3 thoughts on “Artemis, die Reine. 16.02. Paul Reichenbach denkt an Nichts

  1. Dieses “Reine” wäre in j e d e m Fall ohne Frucht. Und führte dann direkt in die Auslöschung von Leben; allenfalls bliebe ein “Leben” erhalten, das eben nur Göttern vorbehalten ist – die sich s o ziemlich langweilen müßten; aber für Mitleid für solche Götter habe ich menschlich keine Zeit. Insofern bleibt mir nichts als der radikale Widerspruch: eine solche Reinheit wäre für den Menschen verderblich. Ich frage mich auch, w e s h a l b “wir” das Nichts fühlen können sollten? Im übrigen meine ich, daß es de facto auch nicht zu denken ist, weil Gedanken einen Gegenstand brauchen, so, wie das, was denkt, das Gehirn, immer und in jedem Fall materielle Substanz. Es >>>> geht um Irdischkeit, meinethalben auch um eine des Kosmologischen, immer aber, auch in einem vermeintlich kosmischen Rahmen, um Dasein.

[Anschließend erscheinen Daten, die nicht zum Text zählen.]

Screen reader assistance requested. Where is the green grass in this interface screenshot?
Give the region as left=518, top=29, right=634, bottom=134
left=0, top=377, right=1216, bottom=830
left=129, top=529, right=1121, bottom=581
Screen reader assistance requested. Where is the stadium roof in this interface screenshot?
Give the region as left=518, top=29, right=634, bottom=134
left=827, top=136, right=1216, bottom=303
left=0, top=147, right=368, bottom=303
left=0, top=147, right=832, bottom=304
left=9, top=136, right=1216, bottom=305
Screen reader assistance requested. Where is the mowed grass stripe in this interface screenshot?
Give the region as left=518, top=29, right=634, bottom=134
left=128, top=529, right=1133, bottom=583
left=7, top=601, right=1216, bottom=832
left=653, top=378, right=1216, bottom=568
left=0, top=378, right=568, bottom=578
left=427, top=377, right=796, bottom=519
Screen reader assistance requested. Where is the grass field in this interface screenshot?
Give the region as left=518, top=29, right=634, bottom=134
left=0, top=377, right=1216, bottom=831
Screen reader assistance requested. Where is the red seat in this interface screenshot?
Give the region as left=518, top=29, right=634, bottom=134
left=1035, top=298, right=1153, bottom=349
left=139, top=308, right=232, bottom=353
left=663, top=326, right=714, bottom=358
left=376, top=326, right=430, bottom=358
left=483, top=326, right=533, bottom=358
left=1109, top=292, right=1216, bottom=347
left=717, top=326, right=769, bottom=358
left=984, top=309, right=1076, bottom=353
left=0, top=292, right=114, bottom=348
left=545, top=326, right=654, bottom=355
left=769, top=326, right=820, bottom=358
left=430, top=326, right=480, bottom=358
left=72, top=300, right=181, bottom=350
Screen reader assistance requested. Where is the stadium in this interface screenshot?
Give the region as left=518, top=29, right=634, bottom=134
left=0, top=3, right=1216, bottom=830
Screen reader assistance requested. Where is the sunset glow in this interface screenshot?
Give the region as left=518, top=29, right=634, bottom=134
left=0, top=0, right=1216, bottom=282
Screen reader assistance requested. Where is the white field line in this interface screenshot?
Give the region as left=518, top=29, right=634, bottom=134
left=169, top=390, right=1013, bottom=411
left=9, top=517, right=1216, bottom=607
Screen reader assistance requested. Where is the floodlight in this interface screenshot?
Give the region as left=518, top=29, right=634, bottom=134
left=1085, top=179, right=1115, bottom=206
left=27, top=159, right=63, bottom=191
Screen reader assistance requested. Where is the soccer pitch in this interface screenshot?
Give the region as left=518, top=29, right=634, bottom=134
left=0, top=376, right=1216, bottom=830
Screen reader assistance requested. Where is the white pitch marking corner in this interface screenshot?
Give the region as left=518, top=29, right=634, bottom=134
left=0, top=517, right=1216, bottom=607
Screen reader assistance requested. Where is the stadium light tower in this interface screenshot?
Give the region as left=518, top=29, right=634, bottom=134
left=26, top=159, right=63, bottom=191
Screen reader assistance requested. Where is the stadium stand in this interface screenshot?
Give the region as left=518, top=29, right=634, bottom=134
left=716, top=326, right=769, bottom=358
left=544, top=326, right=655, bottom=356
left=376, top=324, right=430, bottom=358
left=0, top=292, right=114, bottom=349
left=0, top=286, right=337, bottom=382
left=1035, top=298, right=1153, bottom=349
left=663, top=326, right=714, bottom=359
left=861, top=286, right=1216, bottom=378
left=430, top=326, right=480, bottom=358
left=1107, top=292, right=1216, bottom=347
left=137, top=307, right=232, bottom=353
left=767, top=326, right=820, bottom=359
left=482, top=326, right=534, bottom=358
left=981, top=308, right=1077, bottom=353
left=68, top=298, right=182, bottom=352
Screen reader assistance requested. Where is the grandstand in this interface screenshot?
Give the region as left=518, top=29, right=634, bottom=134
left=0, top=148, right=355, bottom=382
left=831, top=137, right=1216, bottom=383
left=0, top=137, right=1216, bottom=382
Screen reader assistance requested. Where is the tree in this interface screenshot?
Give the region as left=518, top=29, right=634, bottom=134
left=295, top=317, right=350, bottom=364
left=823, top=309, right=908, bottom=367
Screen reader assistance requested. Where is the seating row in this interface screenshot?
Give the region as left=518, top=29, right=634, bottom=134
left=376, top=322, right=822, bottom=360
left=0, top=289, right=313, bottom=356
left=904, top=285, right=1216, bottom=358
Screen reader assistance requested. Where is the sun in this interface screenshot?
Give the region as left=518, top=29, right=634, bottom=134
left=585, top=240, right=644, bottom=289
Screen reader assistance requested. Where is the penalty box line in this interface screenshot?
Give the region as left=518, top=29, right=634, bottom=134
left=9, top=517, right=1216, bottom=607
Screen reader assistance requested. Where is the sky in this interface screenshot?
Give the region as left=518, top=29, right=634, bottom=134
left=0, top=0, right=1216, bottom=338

Für d i e s e s ist einzustehen, nicht aber für ein Nicht-Dasein. “Allzu sehr ans Tier gebunden” zu sein, ist in meiner Sicht eine Auszeichnung: die, Leben schaffen, lieben und erhalten zu können, auch wenn damit selbstverständlicherweise verbunden ist, daß wir töten können müssen. Wir haben verlernt zu erfahren, daß wir es täglich tun. Daran trägt gerade der (christliche/monotheistische) Reinheitsgedanke einige Schuld.

  2. Lieber Paul,

    selten bin ich so mit ANH einig, wie in diesem Fall. Deine azurne Gedankengaukelei, alles Lüftlmalerei, die daher kommt als hätte Abelaerd die Kutte gehoben, taugt für Eunuchen. (Du wirst Dich doch nicht selbst zum „Fulbert“ machen?) Ich heiße nicht Mario, und Du bist kein Magier, der aus dem Zylinder ätherische Kaninchen und lichte Tauben hervor zaubert.
    Es ist wunderbar, dass wir ans Tier gebunden sind, und also, weil wir leben und lieben, sterben müssen. Das pralle Leben, ob Auf – oder Untergang, liebt Engel, wenn sie als zwinkernde Putten einen Alkoven zieren.